O destaque da relevância estratégica daquela plataforma logística aconteceu durante a primeira reunião plenária do Conselho Económico e Social (CES), que terminou ontem (domingo), no município da Baía Farta, 22 quilómetros a Sul da cidade de Benguela.
Na ocasião, os participantes sublinharam o papel do corredor como eixo fundamental para a integração regional, o escoamento de minerais e produtos agrícolas, bem como para o fortalecimento das ligações comerciais entre Angola e os países do interior da África Austral.
Segundo o comunicado final distribuído à imprensa, os membros reunidos em Conselho consideraram ainda que o projecto poderá impulsionar o desenvolvimento económico, a criação de empregos e o aumento da competitividade logística do país.
Os trabalhos decorreram ao longo de todo o dia, organizados por áreas temáticas, designadamente Económica, Social e Empresarial, com apresentações técnicas seguidas de debates amplos, participativos e orientados para propostas de soluções estruturais e estratégicas.
Na área Económica, foram apresentados e debatidos os temas relativos à defesa das Micro, Pequenas e Médias Empresas (MPME), com destaque para as elevadas taxas de falências empresariais, a paralisação de parques industriais e os desafios da sua integração económica, bem como sobre o Corredor do Lobito, enquanto eixo estratégico para a dinamização económica regional, integração logística e promoção das exportações.

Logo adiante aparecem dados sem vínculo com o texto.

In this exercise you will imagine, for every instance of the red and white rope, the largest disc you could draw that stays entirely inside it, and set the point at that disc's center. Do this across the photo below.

Já na área Social, foram analisadas a investigação e produção científica como estratégia multidimensional para o desenvolvimento sustentável de Angola, assim como a Segurança Alimentar e a Agricultura Familiar, enquanto pilares essenciais para a redução da pobreza, a coesão social e a estabilidade das comunidades rurais.
Na área Empresarial, foram debatidos o crescimento demográfico em Angola e os seus impactos sobre o mercado de trabalho, os serviços sociais e o planeamento económico, bem como a soberania alimentar sustentável, associada à necessidade de fortalecer a cadeia de valor agroalimentar e reduzir a dependência externa.
Foram também evocadas a centralidade da ciência, tecnologia e inovação como instrumentos transversais de modernização produtiva e melhoria da competitividade nacional, a importância da agricultura familiar e da segurança alimentar como bases para a estabilidade social, geração de rendimento e combate à pobreza.
Destacaram, também, a necessidade de alinhar o crescimento demográfico com políticas activas de emprego, educação e planeamento urbano; e o papel determinante da agro-indústria na criação de valor acrescentado, na promoção da soberania alimentar e no fortalecimento das economias rurais.
A reunião plenária reafirmou o CES como um espaço privilegiado de reflexão estratégica e produção de recomendações fundamentadas, capazes de apoiar o Titular do Poder Executivo na formulação e ajustamento de políticas públicas orientadas para o desenvolvimento sustentável e inclusivo em Angola.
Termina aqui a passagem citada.